NOT long to go now, are you all set for Christmas? For me, one of the most essential things to have around the house is a poinsettia, probably the essential Christmas plant, some might say.

You see them everywhere, and for me, they have become as much a part of the traditional Christmas as the festive food and the tree.

Many supermarkets buy in poinsettias with flowers, placing them by the store’s front door in the hope customers will be tempted on the way in or out. Be very wary.

You should never buy a poinsettia which has sat next to a set of automatic doors that open every 30 seconds, because it will have been damaged by draughts it never had to experience in its country of origin, Mexico.

Another good idea, once you’ve carefully chosen and bought your poinsettia, is to make sure you wrap it up in paper for the journey home, to protect it from draughts and temperatures below 12°C. This will protect it from damage that is initially invisible, but can lead to premature loss of leaves once you get it home in the following few days.

Poinsettias need warmth and light. They can be kept close to a radiator but it must be kept away from draughts (that means no fireplaces, open doorways, open windows or breezy hallways). Try to place them in a sheltered spot but obviously one where you can appreciate its beauty.

Their brightly coloured bracts are often mistakenly thought to be flowers, which are in fact the small insignificant yellow buds in the centre. Keep the compost just moist and place in a brightly lit room to ensure the brightest bract colour.

I have one I’ve managed to keep from last year, it has really grown and amazingly, due to being kept in the dark for up to 14 hours a day for the last few weeks.

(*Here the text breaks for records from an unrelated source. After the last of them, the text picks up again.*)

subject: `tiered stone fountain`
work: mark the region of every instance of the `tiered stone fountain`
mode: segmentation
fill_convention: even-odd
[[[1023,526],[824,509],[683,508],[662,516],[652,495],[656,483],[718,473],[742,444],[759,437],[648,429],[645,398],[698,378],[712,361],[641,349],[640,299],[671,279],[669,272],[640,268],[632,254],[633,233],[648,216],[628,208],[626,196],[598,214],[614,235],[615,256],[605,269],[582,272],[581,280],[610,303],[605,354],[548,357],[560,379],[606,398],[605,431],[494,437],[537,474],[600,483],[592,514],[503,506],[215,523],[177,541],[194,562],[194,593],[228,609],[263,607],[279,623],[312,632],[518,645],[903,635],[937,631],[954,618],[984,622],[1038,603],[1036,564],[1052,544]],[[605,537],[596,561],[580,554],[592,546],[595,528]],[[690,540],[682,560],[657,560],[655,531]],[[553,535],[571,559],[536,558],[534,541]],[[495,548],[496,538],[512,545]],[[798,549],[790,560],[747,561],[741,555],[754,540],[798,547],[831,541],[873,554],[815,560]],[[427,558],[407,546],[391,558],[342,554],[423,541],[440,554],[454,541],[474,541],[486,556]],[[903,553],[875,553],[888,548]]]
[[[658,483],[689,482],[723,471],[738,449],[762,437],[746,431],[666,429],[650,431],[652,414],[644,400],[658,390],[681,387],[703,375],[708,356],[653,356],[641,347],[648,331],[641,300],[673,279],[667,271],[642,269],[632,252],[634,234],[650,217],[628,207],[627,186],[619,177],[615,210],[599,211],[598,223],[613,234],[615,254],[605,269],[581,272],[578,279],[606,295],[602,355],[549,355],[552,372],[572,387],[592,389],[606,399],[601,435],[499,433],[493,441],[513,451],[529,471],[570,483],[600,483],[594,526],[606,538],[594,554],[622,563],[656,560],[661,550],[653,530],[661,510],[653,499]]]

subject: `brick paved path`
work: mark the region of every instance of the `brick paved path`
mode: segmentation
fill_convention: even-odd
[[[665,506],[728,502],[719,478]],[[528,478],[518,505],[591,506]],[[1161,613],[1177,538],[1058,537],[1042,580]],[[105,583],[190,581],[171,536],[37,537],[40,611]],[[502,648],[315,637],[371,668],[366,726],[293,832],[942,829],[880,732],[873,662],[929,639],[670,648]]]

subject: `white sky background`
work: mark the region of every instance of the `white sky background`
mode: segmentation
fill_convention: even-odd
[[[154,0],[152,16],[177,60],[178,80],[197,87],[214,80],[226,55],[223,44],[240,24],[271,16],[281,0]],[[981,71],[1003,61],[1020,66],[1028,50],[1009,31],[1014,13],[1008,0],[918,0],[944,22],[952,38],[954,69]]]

An interesting alternative to this festive favourite is one I have just bought myself. I spotted it on a social media post and decided I had to have one this year. It is a Poinsettia “Christmas Mouse” which keeps the traditional red and green colour with charming rounded leaves. This robust variety has round bracts instead of pointed ones. Its unusual, soft-looking shape of its leaves reminds you of the ears of a mouse. I believe its name was inspired by the Christmas poem “The Christmas Mouse” by German storyteller James Krüss. It will be a challenge to see I can keep it as well as last year’s purchase. Fingers crossed.